I’m gonna save this document. And once again, I will flip-flop my screen share back to the PAC checker. And we’re gonna drag and drop our freshly-fixed file right into the tool. Oh, boy, did I not fix the fonts?

And we’ll look at the results in detail. Okay, we actually did that.

(Emily laughs)

So we’ll pretend that it kind of worked out. But as you can see, other errors that it found before, right at the alternative descriptions for annotations, errors are gone, all of those other weird errors have now been fixed, thanks to the Acrobat PreFlight.

Most of the time, if you can take these steps, your document will be discoverable, readable, and navigable for assistive technology users. And the more stringent checkers like the PAC checker will likely turn up additional issues as I mentioned and those are usually gonna be the kinds of things that violate the PDF spec, but don’t present barriers for assistive technology users. Fair warning, the rabbit hole of PDF specifications only gets deeper and weirder from here, so follow through with some of those leads at your peril. While we are here, if we have another minute or two, we could take a look at a couple of other nice features in the PAC checker.

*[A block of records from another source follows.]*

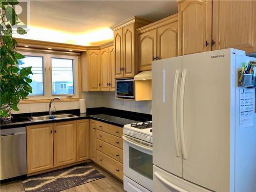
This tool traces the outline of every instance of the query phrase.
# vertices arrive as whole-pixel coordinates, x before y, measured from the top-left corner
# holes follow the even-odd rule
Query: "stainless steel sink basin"
[[[76,117],[77,116],[72,114],[59,114],[30,117],[28,118],[32,121],[42,121],[52,119],[68,119]]]

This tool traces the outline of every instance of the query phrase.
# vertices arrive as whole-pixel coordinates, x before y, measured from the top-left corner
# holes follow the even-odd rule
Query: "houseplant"
[[[20,27],[16,29],[20,22],[14,6],[18,4],[16,0],[1,0],[1,92],[0,116],[5,121],[10,121],[12,117],[12,110],[18,111],[19,101],[32,92],[29,83],[32,80],[28,76],[32,74],[32,67],[21,69],[17,67],[18,59],[25,57],[17,52],[17,41],[12,38],[13,32],[24,34],[26,31]],[[14,28],[15,28],[14,29]]]

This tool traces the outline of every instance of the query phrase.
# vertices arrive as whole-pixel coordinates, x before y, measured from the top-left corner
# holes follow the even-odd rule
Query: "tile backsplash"
[[[82,98],[86,99],[87,108],[104,106],[139,113],[152,114],[152,102],[134,101],[115,99],[114,92],[82,92]],[[49,102],[20,103],[19,111],[13,111],[13,114],[39,112],[49,110]],[[79,108],[79,101],[53,102],[52,108],[57,111]]]

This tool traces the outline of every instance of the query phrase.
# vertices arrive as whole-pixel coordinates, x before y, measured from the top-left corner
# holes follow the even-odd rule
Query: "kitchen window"
[[[18,52],[25,58],[18,60],[18,67],[32,66],[33,72],[29,76],[32,80],[30,84],[33,92],[26,100],[52,99],[56,96],[62,99],[79,98],[78,54]]]

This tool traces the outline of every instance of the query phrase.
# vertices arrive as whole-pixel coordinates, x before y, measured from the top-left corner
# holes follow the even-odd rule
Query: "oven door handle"
[[[134,145],[137,146],[138,147],[142,148],[143,149],[144,149],[145,150],[149,151],[151,152],[153,151],[153,149],[152,148],[147,147],[145,146],[144,145],[141,145],[140,144],[138,144],[138,143],[135,143],[134,142],[134,141],[132,141],[131,140],[130,140],[129,139],[128,139],[126,137],[124,136],[123,135],[122,136],[122,138],[124,141],[125,141],[127,143],[129,143],[130,144]]]

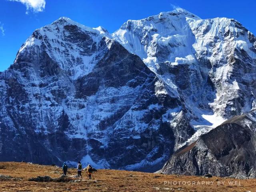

So we’ve looked at our document. It’s in pretty good shape. Now maybe we wanna take a peek at the Logical Structure.

So there’s this little, it looks like a teeny tiny little org chart icon, and you can take a look at the structure elements. So these are meaningful pieces of content that have been tagged in your file. We can work our way down, kind of like walking the tags tree in Acrobat. So you get that same kind of bird’s eye look at the structure and whether or not everything seems to be in the proper order.

So this is one useful way to kind of have an abstract look at your content. Pretty, pretty useful.

And, again, if you find something out of order, you can go back into Acrobat and fix it. The other really nice functionality here is this all-seeing eyeball icon.

This is the screen reader preview. If you open this it will give you, oh, good, yes, I can expand it. It’s gonna give you a visualization of the, Oh my gosh. Ouch.

So so this is gonna give you a visualization of the way that your content will be presented to a screen reader. And it labels everything according to what kind of content it is.

So we see that there’s the big document tag here that sort of encompasses everything, our very first figure tag, and we can see that there’s alt text assigned to it, our headers, our paragraph text, all these other content types are sort of explained here. Our table of contents, we’re gonna skip that for today. But, again, you can get another view of how your document is tagged, how it’s organized, how all of these pieces of content relate to one another.

This visualization is particularly nice, I think. This is an unordered list, right? So we have our list tag, underneath which are several list items. Each list item contains a label and the list item body.

So this just shows you at a glance what a properly tagged unordered list is gonna look like structurally. And it’ll do the same thing for a table. I’m trying to scroll, but not too fast.

You can see the table tag, the rows, the headers, the table data, all tagged and kind of, and just sort of laying out those relationships visually so that you can see and this is how a screen reader will encounter all of these items. All righty, I’m gonna stop sharing. So there we are. We created an accessible Word file.

We exported it properly to the PDF format. We checked in Acrobat and we checked using this more stringent PAC checker.

We went back and we applied those infamous finishing touches, and we ended up with a very good result. I don’t know why it’s lying about the font embedding, but there it is.